Кира расхохоталась. Смех ее тоже был похож на смех Лады: какой-то жестяной и донельзя фальшивый. Женю покоробило от ее цинизма.
– Кира, я не пойму, а почему вы на электричке ездите? – спросила она.
– Будете смеяться! У меня прав нет. Представляете, Женя, в гараже новая «девятка» и еще «бэшка», а я, как дура, езжу на метро. Или на электричке. Не могу права получить – проблема с координацией движений. Конечно, права можно и купить, но это до первого столба. Хоть шофера нанимай. Давайте сделаем так. Я вам дам телефон, будете свободны – позвоните. Съездим, посмотрите. Идет?
Дома Женя никак не могла успокоиться. Ходила из угла в угол, за полночь пила крепкий горький чай, смотрела из окна на пустынный проспект. Какая-то мысль, еще неясная, неоперившаяся, не давала покоя, шевелилась в ней, как младенец в утробе.

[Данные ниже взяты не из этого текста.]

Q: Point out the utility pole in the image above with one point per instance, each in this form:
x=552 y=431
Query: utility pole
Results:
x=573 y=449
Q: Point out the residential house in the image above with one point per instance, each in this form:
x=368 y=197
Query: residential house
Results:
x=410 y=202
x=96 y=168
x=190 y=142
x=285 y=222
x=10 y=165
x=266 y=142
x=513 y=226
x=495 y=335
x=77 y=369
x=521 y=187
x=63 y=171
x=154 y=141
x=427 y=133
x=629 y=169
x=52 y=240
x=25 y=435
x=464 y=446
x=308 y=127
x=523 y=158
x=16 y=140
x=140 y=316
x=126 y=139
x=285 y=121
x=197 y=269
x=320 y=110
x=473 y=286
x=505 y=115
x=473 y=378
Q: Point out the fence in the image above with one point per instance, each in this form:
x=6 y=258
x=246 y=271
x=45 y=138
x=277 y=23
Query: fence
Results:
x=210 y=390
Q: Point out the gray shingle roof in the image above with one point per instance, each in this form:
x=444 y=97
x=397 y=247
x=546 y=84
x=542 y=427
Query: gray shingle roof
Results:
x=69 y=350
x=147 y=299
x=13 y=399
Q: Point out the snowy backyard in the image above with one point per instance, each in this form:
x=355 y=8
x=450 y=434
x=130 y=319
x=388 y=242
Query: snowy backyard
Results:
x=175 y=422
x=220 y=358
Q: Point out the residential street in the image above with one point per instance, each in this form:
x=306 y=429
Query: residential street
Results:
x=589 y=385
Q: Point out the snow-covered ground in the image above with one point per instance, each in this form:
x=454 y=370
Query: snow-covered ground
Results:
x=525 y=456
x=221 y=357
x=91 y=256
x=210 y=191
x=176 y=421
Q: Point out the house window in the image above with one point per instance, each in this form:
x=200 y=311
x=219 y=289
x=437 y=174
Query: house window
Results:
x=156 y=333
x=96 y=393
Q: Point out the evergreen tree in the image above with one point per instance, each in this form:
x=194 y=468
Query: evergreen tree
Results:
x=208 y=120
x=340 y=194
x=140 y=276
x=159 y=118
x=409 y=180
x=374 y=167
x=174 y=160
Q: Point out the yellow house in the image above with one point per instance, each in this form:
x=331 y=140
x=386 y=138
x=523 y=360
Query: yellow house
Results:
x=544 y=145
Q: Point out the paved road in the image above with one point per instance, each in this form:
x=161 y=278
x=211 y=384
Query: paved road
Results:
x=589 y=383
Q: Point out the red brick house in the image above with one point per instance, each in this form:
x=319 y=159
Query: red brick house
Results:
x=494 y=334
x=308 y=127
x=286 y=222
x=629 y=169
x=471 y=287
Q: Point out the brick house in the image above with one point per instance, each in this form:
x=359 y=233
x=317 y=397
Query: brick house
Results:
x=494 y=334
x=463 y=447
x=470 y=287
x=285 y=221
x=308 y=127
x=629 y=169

Рывком выдвинув ящик письменного стола, она вытащила из-под бумаг скальпель с засохшей ржавчиной крови на лезвии.
– Как здесь пусто! – удивилась Женя.
– А что ты хочешь? – Кира, одетая в джинсы и голубой свитер, возилась с замком на калитке. – Детки пошли в школу, пенсионеры перебрались в зимние берлоги. На выходные еще приезжает кое-кто, а на неделе – ни души. Сторож есть, но он с другой стороны поселка.
Женя сделала вид, что осматривает участок, а на самом деле лихорадочно пыталась сообразить, как же быть. Сердце колотилось как бешеное.
– Ты ничего не сможешь сделать! – услышала Женя знакомый голос. – Руки коротки. Думаешь, я не знаю, чего ты хочешь? Черта лысого!
– Женя, пойдем в дом. Женя!
Повернувшись, она невольно вздрогнула. Сзади стояла удивленная Кира.
– Ты чего застряла?
– Извини, задумалась.
Они поднялись на веранду, столбики которой обвивали засохшие плети хмеля, прошли в одну комнату, в другую, поднялись на чердак, снова спустились.
– Ну, вот и все хозяйство. Как насчет кофейку с коньячком?
– Давай, – согласилась Женя.
Она пила коньяк, не чувствуя вкуса, и думала: когда? И где? И как? Женя не знала, в какой именно момент ей пришла в голову эта мысль: еще тогда, в электричке, или дома, или сейчас. Вряд ли сейчас – иначе она не взяла бы с собой скальпель. Как будто маленький помощник из любимых в детстве эстонских сказок тихонько шептал на ухо: в этой девице живет часть Лады. Если убить ее – это значит снова убить Ладу! Пусть она бессмертна, но на какое-то время опять станет слабой, оставит тебя в покое…
– Жень, да ты меня не слушаешь? – Кира подтолкнула ее локтем.